The group crept in; predictably, the metal door made an awful racket as Heck slid it open. Just then, one of the other doors in the house crashed open and two figures, one a man in stained overalls and a pumpkin obscuring his face and the other a woman in a babydoll dress wearing a goat head mask, came barreling toward them. The man bore a sledgehammer and the woman held a cleaver in one hand and a butcher's knife in the other. The battle that followed was fraught, especially when a third participant--this man clad in Napoleonic uniform and his face painted like a clown--entered through the front door and began firing a pistol and swinging a cutlass. A few members of the party were injured, but ultimately they were able to kill their foes--even after a botched spell from Panthalassa briefly reanimated one of their attackers!
They then searched the house. The room beyond the sliding metal door was an abattoir, complete with human torsos hanging from hooks. They found the personal affects of their three attackers, including four unlabeled glass vials full of unidentifiable liquids. The darkness in the cellar proved impenetrable by the light of their lantern, but they could see two large yellow eyes shining in the shadows. They had found Kestra.

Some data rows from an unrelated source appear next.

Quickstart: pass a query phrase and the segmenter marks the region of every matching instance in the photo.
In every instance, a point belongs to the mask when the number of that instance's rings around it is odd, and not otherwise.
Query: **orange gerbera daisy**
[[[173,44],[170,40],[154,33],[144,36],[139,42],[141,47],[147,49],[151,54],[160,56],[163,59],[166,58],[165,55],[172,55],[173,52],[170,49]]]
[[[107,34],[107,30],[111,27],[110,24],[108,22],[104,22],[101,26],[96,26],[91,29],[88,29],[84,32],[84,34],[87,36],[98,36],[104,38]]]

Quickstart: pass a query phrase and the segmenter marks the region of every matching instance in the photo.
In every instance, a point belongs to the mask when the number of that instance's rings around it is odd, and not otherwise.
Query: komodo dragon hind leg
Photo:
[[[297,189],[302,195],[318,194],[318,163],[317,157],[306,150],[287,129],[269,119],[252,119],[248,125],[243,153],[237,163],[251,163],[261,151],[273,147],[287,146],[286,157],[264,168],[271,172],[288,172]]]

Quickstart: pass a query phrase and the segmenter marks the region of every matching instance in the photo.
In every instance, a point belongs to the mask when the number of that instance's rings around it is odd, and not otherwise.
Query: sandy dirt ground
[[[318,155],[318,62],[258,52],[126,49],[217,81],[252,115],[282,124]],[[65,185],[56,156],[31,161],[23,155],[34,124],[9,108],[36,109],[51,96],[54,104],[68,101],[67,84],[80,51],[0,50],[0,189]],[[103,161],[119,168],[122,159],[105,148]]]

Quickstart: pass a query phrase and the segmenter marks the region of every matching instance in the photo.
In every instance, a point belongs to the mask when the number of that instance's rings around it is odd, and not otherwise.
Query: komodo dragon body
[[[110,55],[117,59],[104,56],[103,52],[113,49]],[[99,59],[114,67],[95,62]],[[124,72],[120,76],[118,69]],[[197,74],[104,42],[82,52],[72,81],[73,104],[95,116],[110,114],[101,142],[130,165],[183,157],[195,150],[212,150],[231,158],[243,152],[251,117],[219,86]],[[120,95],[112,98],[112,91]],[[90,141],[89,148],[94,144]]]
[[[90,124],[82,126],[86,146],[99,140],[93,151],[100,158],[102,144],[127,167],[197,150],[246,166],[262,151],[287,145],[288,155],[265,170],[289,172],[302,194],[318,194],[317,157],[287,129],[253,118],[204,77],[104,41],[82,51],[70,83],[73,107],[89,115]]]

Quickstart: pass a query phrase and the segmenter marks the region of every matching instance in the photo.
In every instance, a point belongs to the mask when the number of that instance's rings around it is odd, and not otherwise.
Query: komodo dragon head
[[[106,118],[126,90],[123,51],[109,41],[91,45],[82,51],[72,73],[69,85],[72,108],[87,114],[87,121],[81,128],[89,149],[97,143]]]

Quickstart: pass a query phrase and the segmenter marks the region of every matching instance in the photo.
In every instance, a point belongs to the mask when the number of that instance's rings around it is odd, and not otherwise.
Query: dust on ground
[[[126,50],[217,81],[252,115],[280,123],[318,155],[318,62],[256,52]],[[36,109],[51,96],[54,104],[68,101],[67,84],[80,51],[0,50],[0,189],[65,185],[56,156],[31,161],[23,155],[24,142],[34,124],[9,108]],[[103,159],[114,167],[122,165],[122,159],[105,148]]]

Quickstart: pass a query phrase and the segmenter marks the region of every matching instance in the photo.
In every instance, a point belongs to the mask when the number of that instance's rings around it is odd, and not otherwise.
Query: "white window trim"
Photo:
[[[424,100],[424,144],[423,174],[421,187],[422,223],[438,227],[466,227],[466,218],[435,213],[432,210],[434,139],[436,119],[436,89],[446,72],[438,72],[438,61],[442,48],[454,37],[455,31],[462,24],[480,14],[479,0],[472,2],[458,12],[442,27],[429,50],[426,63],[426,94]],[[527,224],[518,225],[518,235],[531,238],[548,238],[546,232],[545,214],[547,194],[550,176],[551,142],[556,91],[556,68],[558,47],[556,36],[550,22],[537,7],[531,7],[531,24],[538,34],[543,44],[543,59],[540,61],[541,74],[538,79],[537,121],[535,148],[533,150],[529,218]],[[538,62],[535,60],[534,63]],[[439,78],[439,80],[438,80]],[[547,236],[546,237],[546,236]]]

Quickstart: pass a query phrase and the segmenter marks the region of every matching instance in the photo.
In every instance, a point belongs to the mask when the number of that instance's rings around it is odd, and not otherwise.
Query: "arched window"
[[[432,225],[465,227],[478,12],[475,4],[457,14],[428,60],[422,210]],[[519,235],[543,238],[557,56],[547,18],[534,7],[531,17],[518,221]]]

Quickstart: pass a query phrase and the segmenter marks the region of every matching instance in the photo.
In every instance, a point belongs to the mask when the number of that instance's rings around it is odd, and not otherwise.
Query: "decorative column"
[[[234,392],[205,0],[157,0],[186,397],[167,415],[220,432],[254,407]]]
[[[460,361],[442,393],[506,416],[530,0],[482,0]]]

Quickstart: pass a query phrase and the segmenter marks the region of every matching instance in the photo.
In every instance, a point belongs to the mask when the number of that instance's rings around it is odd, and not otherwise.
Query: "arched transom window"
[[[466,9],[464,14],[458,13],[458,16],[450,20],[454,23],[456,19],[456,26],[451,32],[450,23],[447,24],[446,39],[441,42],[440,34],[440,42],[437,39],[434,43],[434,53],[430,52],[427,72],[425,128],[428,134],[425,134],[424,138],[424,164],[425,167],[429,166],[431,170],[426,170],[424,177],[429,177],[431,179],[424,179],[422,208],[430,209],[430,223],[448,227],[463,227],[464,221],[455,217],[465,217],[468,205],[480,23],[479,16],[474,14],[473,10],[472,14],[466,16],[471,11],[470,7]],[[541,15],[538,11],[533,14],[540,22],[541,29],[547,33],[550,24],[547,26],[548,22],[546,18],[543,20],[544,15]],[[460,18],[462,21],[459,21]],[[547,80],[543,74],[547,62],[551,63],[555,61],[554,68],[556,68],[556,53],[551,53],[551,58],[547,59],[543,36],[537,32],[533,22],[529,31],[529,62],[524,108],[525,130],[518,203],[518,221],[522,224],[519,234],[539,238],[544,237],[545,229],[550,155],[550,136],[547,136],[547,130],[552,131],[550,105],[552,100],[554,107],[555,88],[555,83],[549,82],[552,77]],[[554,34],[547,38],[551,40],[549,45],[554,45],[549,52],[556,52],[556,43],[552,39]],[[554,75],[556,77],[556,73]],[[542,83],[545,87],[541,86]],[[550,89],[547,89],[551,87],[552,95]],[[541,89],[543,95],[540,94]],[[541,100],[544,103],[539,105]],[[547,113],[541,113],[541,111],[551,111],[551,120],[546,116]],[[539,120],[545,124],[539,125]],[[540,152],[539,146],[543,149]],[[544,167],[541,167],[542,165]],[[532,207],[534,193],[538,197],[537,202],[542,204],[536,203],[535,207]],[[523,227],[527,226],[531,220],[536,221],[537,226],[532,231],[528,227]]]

Kestra admitted that she had Sadira's teeth in her possession, but was equally uninterested in the question of why they hadn't joined forces against Blakely. However, Kestra added that she hated Sadira because the woman had stolen her womb--which she wanted back. In fact, she made an offer of her own: if the group got her womb from Sadira, she would give them a secret known only to the dead and tickets to ride the last "iron beast of the Vlaak."